Iran – Implicazioni di breve periodo
Le proteste in Iran hanno importanza? Il precedente storico pertinente risale a pochi mesi fa, ovvero alla guerra Israele-Iran durata 12 giorni: quali sono le vie immediate che potrebbero portare ad uno spillover? E, come nella maggior parte delle regioni del mondo meno centrali per l’economia globale, la via passa attraverso il coinvolgimento delle grandi potenze. Dunque, la questione chiave riguarda le probabilità di un’azione militare statunitense e di una potenziale ritorsione iraniana?
Quest’ultima è più facile da quantificare, poiché l’arsenale iraniano di missili a corto raggio e le capacità di lancio restano in larga misura intatti. Se il regime si sentisse minacciato nella sua stessa esistenza – come accadrebbe in caso di un attacco statunitense a sostegno di una rivolta interna – li utilizzerebbe per colpire a) l’offerta regionale di petrolio e b) il personale statunitense. La strategia difensiva sarebbe quella di imporre costi a un intervento USA attraverso un aumento dei prezzi del petrolio e delle vittime statunitensi. Mentre l’estrazione di Maduro è stata marginale per i mercati, dato che ha inciso solo su una parte delle forniture marittime e sulla capacità produttiva del Venezuela (in totale <500 kb/g di petrolio), una ritorsione iraniana potrebbe plausibilmente comprimere 2–3 mb/g di produzione, e forse anche quantità significative di transito. Pertanto, il premio per il rischio geopolitico sul petrolio dovrebbe approssimativamente rispecchiare le probabilità di mercato di un serio intervento militare statunitense. Questo premio è ora diminuito, poiché Trump ha segnalato una minore urgenza per attacchi aerei, lasciando i prezzi spot appena del 3% più alti rispetto al giorno successivo alla rimozione di Maduro.

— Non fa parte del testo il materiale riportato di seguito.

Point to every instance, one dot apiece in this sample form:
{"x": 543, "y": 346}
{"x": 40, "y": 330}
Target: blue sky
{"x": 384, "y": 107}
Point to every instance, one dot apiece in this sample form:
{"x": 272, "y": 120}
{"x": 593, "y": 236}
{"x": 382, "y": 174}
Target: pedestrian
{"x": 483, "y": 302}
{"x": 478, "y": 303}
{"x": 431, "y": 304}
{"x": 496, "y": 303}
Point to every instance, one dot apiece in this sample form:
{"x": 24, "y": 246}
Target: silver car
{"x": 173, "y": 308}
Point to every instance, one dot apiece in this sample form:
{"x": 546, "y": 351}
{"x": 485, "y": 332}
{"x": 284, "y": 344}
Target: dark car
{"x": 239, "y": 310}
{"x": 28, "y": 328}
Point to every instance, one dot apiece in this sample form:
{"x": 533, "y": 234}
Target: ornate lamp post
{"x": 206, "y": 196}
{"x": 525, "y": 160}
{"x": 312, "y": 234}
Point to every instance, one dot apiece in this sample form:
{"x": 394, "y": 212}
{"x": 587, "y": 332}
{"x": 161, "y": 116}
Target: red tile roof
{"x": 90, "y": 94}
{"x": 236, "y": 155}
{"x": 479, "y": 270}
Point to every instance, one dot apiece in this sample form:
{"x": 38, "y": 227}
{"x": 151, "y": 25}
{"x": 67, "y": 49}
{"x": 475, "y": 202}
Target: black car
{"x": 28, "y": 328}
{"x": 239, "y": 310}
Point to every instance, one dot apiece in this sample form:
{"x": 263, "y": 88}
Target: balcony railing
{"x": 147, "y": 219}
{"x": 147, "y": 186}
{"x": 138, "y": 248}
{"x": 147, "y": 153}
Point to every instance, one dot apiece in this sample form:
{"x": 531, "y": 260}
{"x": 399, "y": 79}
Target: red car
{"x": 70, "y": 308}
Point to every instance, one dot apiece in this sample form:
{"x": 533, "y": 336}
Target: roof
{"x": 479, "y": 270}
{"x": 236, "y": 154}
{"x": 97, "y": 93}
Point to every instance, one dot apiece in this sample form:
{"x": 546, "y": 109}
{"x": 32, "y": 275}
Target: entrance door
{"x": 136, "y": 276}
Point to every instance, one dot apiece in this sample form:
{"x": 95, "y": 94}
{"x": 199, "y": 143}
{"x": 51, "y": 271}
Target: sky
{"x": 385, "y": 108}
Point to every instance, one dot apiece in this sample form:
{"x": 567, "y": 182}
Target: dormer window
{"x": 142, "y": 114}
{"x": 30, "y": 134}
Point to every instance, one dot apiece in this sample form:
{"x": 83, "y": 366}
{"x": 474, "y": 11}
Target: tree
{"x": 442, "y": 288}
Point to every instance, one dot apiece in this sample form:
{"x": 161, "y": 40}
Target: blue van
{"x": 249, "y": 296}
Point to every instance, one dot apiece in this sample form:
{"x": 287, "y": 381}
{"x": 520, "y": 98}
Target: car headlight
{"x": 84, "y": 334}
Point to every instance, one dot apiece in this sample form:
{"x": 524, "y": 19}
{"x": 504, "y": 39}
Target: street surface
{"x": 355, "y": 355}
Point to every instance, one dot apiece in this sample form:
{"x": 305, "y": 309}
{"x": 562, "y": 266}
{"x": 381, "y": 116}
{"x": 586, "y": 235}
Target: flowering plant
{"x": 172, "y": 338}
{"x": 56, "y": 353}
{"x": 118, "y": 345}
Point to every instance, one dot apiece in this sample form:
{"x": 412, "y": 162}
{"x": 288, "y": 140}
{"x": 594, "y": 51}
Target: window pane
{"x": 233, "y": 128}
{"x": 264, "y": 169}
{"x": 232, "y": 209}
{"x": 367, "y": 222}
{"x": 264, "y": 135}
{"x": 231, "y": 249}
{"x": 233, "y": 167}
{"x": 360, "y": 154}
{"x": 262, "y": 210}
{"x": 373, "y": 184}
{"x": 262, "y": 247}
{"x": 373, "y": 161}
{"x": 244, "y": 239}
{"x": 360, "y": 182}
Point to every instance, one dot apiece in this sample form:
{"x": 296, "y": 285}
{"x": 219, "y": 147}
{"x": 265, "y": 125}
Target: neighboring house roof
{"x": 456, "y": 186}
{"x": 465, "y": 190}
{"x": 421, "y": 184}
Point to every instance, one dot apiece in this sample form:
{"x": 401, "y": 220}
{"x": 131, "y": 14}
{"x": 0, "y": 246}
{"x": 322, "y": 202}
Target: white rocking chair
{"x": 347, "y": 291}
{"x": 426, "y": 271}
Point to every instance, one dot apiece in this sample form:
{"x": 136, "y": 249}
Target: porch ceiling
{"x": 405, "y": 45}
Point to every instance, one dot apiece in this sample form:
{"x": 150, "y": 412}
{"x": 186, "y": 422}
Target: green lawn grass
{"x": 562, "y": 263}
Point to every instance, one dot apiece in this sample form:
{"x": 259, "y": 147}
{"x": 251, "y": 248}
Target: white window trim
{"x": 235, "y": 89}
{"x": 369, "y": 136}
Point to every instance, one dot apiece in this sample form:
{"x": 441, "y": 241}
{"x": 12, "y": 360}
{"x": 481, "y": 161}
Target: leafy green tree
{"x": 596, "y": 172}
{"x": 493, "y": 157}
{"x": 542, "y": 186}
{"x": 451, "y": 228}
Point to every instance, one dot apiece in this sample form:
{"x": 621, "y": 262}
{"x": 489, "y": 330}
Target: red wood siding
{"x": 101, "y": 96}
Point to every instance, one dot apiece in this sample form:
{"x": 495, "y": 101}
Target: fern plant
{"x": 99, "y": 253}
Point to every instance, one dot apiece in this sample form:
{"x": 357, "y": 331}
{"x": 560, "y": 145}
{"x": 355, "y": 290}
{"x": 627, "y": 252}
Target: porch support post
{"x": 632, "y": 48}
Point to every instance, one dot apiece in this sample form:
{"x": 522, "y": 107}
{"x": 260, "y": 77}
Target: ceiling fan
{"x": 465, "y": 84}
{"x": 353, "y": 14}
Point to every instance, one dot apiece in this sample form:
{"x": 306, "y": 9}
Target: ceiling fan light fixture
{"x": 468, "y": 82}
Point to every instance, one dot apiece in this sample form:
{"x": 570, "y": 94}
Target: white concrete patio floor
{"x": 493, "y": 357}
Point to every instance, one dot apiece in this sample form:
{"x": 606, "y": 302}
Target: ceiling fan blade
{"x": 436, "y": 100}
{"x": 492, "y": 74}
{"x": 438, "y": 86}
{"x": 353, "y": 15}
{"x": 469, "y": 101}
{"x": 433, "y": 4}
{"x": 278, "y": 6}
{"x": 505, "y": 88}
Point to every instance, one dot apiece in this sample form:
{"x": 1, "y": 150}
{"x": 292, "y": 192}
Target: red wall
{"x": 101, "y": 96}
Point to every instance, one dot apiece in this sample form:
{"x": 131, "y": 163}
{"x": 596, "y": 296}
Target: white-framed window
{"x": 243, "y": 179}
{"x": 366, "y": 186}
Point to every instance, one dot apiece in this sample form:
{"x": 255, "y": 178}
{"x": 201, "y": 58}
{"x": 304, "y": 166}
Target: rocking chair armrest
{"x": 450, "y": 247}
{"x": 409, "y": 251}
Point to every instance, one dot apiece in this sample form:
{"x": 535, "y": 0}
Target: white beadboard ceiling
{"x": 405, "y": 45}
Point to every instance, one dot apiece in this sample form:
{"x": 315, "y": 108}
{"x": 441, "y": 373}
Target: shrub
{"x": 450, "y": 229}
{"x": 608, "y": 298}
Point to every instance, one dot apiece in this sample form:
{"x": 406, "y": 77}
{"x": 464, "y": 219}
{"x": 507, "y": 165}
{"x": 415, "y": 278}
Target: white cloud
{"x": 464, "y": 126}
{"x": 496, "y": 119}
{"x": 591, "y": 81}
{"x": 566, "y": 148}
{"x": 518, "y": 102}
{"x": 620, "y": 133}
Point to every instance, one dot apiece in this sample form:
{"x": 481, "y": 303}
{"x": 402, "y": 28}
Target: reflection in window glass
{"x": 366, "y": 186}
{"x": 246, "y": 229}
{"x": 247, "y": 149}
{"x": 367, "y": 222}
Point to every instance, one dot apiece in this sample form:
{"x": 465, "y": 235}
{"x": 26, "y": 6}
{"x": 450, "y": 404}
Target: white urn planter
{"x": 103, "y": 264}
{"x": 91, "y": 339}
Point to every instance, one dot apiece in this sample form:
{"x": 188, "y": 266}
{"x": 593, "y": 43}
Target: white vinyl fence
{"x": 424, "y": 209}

Rivolta in Iran – “What next” è una questione di medio termine
Il regime iraniano ha progressivamente perso legittimità popolare nel corso dei decenni e ha risposto con una repressione sempre più dura, una dinamica che ha contribuito ai recenti disordini civili. Ciò non preannuncia necessariamente il crollo del regime, ma nessun Paese può mantenere una società e un’economia funzionanti in presenza di un’antipatia così diffusa tra la popolazione. In assenza di riforme, l’Iran inizierà quindi ad assomigliare all’Iraq sotto Saddam Hussein o alla Siria sotto Bashar Assad: regimi fragili la cui fragilità genera nuovi conflitti, sia interni sia esterni. Considerato che l’Iran esporta attualmente 2 milioni di barili di petrolio al giorno e che un conflitto con effetti di spillover potrebbe teoricamente minacciare un ulteriore 15–20% dell’offerta globale, l’instabilità iraniana rappresenterà un rischio permanente per i mercati petroliferi. Nel medio periodo, uno scenario di questo tipo favorisce un premio di rischio geopolitico strutturalmente più elevato.